Worth seeing: | as a stirring, raw and violent standalone relationship drama about Hugh Jackman's aging and ailing Wolverine |
Director: | James Mangold |
Featuring: | Hugh Jackman, Boyd Holbrook, Dafne Keen, Elizabeth Rodriguez, Eriq La Salle, Patrick Stewart, Richard E Grant, Stephen Merchant |
Length: | 137 minutes |
Certificate: | 15 |
Country: | US |
Released: | 3rd March 2017 |
WHAT’S IT ABOUT?
Set in 2029, when mutants are all but gone, a weary Logan (Hugh Jackman) is taking care of an elderly and ailing Professor X (Patrick Stewart) at a hideout on the Mexican border.
They are joined by Caliban (an unrecognisable Stephen Merchant), an albino mutant, who babysits Charles while Logan is out working as a limo driver for hire, to pay for the Professor’s black market drugs.
But Logan’s efforts to turn his back on his past life – and the world – are thwarted when he is forced to protect Laura (Dafne Keen), a young Hispanic girl with similar abilities to himself, who is being pursued by bad hombres.
They embark on a road trip to the Canadian border to get her to safety.
WHAT’S IT LIKE?
After seventeen years and nine films, Hugh Jackman is finally saying goodbye to Wolverine, the character that launched his cinematic career in the most heartfelt and fitting way possible, in an X-Men film like no other.
This is the darkest and most violent film in the franchise and the most stripped down superhero movie. This is a drama about family not superpowers, which explores Logan’s deep-set anger and aggression, his humanity and his mortality.

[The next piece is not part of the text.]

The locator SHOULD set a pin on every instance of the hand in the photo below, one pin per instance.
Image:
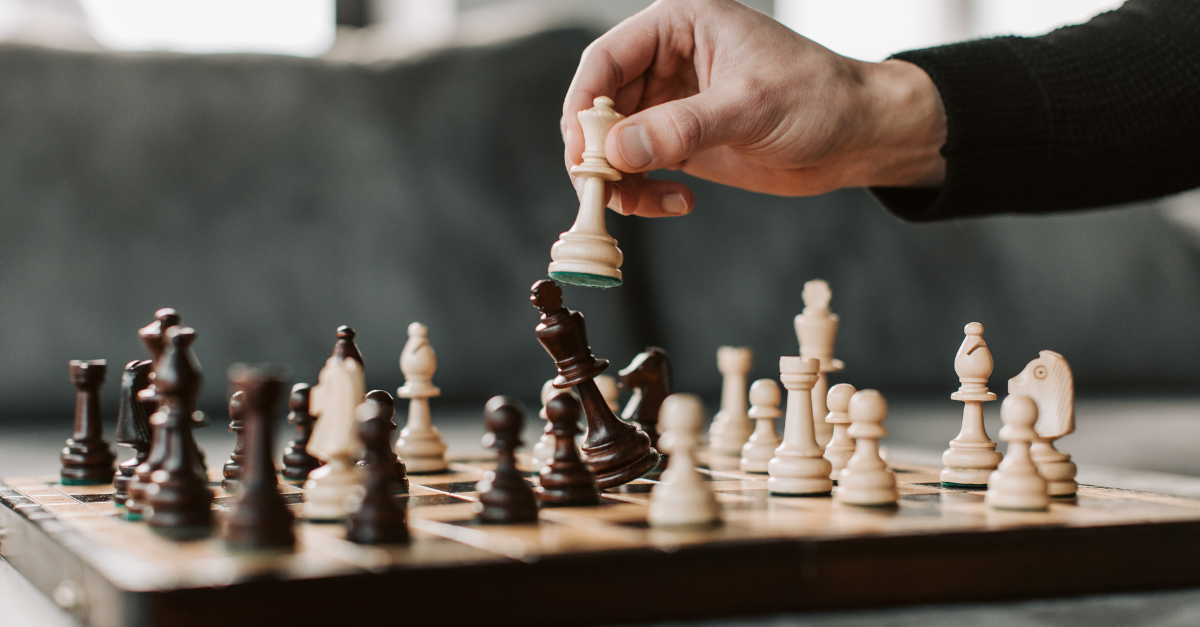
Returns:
(729, 95)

Gone is the wisecracking, cigar chomping, loner Wolverine and in his place is an ageing, jaded, permanently angry, hard drinking Logan who has trouble healing and who has turned his back on his mutant hero past.
Jackman gives a remarkably powerful, nuanced and moving performance, worthy of recognition, which provides a disturbing insight into his character’s anger-management issues.
When he goes full blown Wolverine it is carnage slasher horror style.
In interviews he said he wanted to portray Wolverine exactly as he is envisaged in the comics, warts and all.
Meanwhile Sir Patrick Stewart is truly magnificent as the frail and vulnerable Professor X, in his nineties, who is suffering from seizures and the mutants’ version of Alzheimer’s.
However when he loses his mind it results in hundreds being maimed and killed. His scenes with Jackman, which examine their characters’ father/son relationship are some of the most poignant and touching in this film.
Richard E Grant is also in his element as the evil mad scientist who has been experimenting on mutants and is hunting Logan and the girl who is played brilliantly and sinisterly by newcomer Dafne Keen who seems to be channelling her own Rosa Klebb (From Russia with Love) with her foot claws. She gives Logan a run for his money in the anger and killing stakes.
Co-writer/director James Mangold, who worked with Jackman on The Wolverine and Kate & Leopold (the less said about that the better), delivers a raw, bleak and brutally violent drama full of pain and anguish about sacrifice, redemption and of course family.
It is also wonderfully stirring yet devoid of sentimentality and surprisingly politically relevant.
Yet you can’t fail but to be moved.
This is the standalone Wolverine film we have all been waiting for and it has certainly been worth the wait.